Civil engineering and infrastructure are central to sustainability and vice versa.
Without infrastructure to meet society’s development, there won’t be any sustainability, whether we’re talking about social, economic or environmental sustainability.
But the infrastructure sector often expects too much, or the wrong thing, from their sustainability colleagues.
Infrastructure professionals all seem to expect that their sustainability colleagues will provide ‘the’ answer to the sustainability issues for each and every project.
In addition, sustainability professionals often act in a way that supports this expectation. This misunderstanding of sustainability is not delivering the innovative solutions we need.
Great and usually unrealistic expectations
It starts at conferences with sustainability professionals giving presentations that show how they can provide all the answers for everything.
“Here’s our wonderful project in which we started with problems X, Y, and Z, and the sustainability team/professional proposed solutions M, N, and O which all worked perfectly.”
Hidden message: sustainability is a great way to solve lots of infrastructure or engineering challenges.
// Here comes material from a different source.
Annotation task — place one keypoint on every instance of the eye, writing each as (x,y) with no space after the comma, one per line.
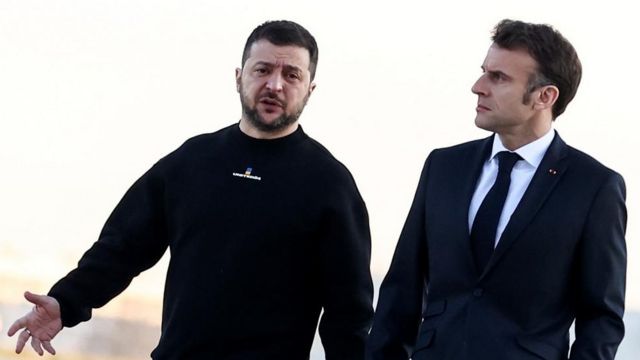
(261,70)
(293,76)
This sounds great, doesn’t it?
Unfortunately, no.
The unintended consequence of this message is the expectation that ‘the’ (single, best fit) sustainability solution already exists and that it can easily be found just by asking the project’s sustainability professional or sustainability team.
Take a recent example of a major infrastructure project costing a few billion pounds at which I was expected to explain ‘the’ sustainability ‘solution’ for the whole project in a single afternoon workshop to the senior team.
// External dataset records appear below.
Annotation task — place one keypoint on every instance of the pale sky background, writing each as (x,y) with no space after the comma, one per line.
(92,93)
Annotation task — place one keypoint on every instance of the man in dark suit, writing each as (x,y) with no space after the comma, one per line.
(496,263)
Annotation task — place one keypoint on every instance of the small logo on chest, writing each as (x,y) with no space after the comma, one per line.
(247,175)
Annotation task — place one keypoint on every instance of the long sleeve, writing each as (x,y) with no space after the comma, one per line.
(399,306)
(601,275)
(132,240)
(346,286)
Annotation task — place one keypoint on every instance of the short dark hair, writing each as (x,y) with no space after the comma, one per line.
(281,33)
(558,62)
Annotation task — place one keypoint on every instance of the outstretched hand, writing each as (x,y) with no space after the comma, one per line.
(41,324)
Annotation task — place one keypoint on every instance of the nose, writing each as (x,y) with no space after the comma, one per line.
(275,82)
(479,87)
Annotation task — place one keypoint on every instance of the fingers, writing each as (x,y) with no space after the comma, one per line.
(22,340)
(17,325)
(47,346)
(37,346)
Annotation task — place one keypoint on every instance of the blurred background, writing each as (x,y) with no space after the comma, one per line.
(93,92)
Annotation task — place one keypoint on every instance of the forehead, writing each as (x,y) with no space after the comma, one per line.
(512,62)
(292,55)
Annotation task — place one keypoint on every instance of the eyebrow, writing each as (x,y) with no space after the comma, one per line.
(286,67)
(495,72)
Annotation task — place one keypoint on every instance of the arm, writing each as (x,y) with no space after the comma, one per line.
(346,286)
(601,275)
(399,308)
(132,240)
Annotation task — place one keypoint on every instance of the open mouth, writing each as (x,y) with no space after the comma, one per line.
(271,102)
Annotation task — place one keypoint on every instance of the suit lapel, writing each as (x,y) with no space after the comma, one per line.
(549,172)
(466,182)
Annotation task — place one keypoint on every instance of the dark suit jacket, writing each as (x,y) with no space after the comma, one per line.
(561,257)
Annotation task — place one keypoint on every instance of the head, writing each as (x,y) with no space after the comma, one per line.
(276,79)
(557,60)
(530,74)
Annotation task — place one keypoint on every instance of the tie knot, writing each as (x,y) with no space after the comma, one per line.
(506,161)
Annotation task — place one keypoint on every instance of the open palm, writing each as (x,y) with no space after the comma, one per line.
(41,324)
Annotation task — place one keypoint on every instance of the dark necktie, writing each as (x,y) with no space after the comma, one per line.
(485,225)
How can I possibly sort out the sustainability issues for such a project in a single workshop and to the senior team only?
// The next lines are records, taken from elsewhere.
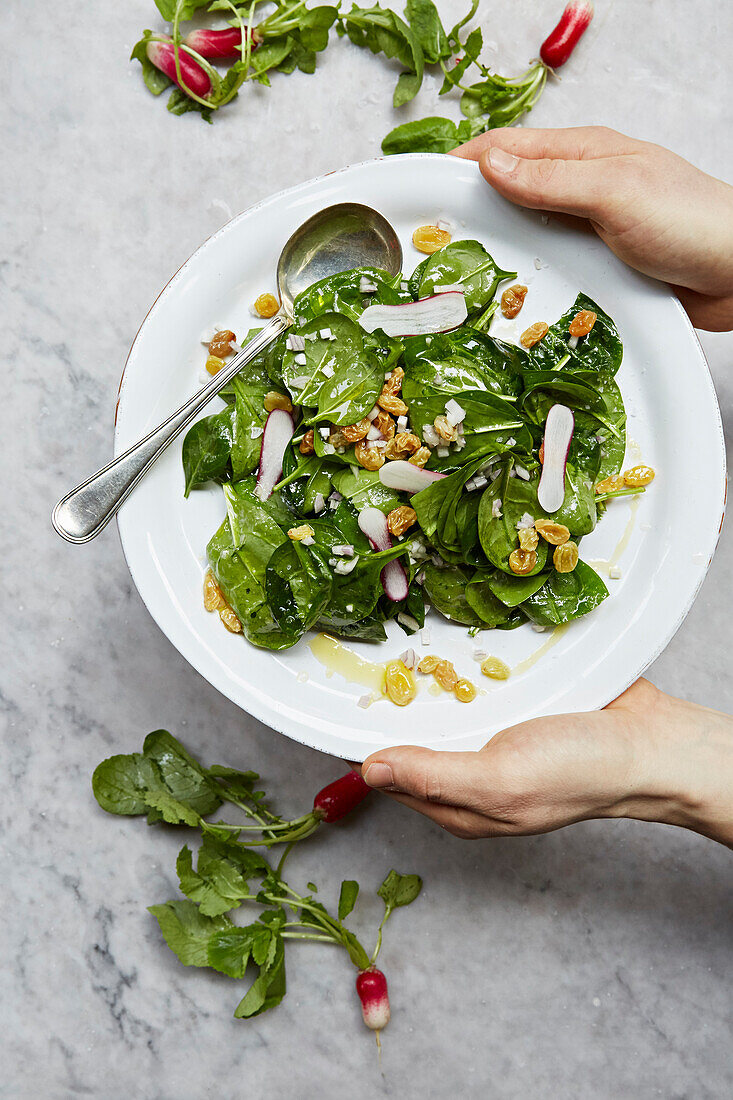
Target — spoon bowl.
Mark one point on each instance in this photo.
(337, 239)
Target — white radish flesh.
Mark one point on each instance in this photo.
(437, 314)
(407, 476)
(558, 433)
(394, 580)
(277, 433)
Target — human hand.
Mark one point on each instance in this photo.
(656, 211)
(646, 756)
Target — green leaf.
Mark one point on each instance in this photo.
(468, 263)
(425, 22)
(155, 80)
(348, 898)
(400, 889)
(186, 931)
(217, 884)
(267, 988)
(207, 449)
(566, 596)
(121, 783)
This is a significant misunderstanding of sustainability because sustainability requires an almost bespoke response by an individual or a team.
The approach to sustainability may be the same across different projects but the solutions are not.
If we are to pursue infrastructure excellence then sustainability cannot be delivered in an afternoon workshop.
It requires an ongoing strategic engagement with many different stakeholders and constant dialogue with the teams delivering the project.
Presentations of ‘the’ answer by sustainability professionals have the unfortunate effect of compounding the misunderstanding of the collective response at all levels that is needed.
In addition, this single answer misunderstanding of sustainability prevents it from being a powerful force for innovation as well as social, environmental and economic goods.
To innovate, sustainability must be allowed to function as a critical friend or mirror on projects.
So, what should we expect from sustainability professionals?
On projects myself and my fellow sustainability professionals can provide the right questions and share best practice.
Each professional is not an expert in water engineering, geotechnics, structures, planning, contracting, to name just a few disciplines.
Other professionals know their domain far better than us sustainability professionals.
But by providing the spaces and moments for the experts already working on the project we can facilitate the identification and working through of engineering questions.
This different lens enables all the professionals on the project to develop solutions to the sustainability questions.
If we can live and work with the numerous sustainability questions for each project and give up on expecting others to provide the answer we will be able to start providing the sustainability solutions society requires.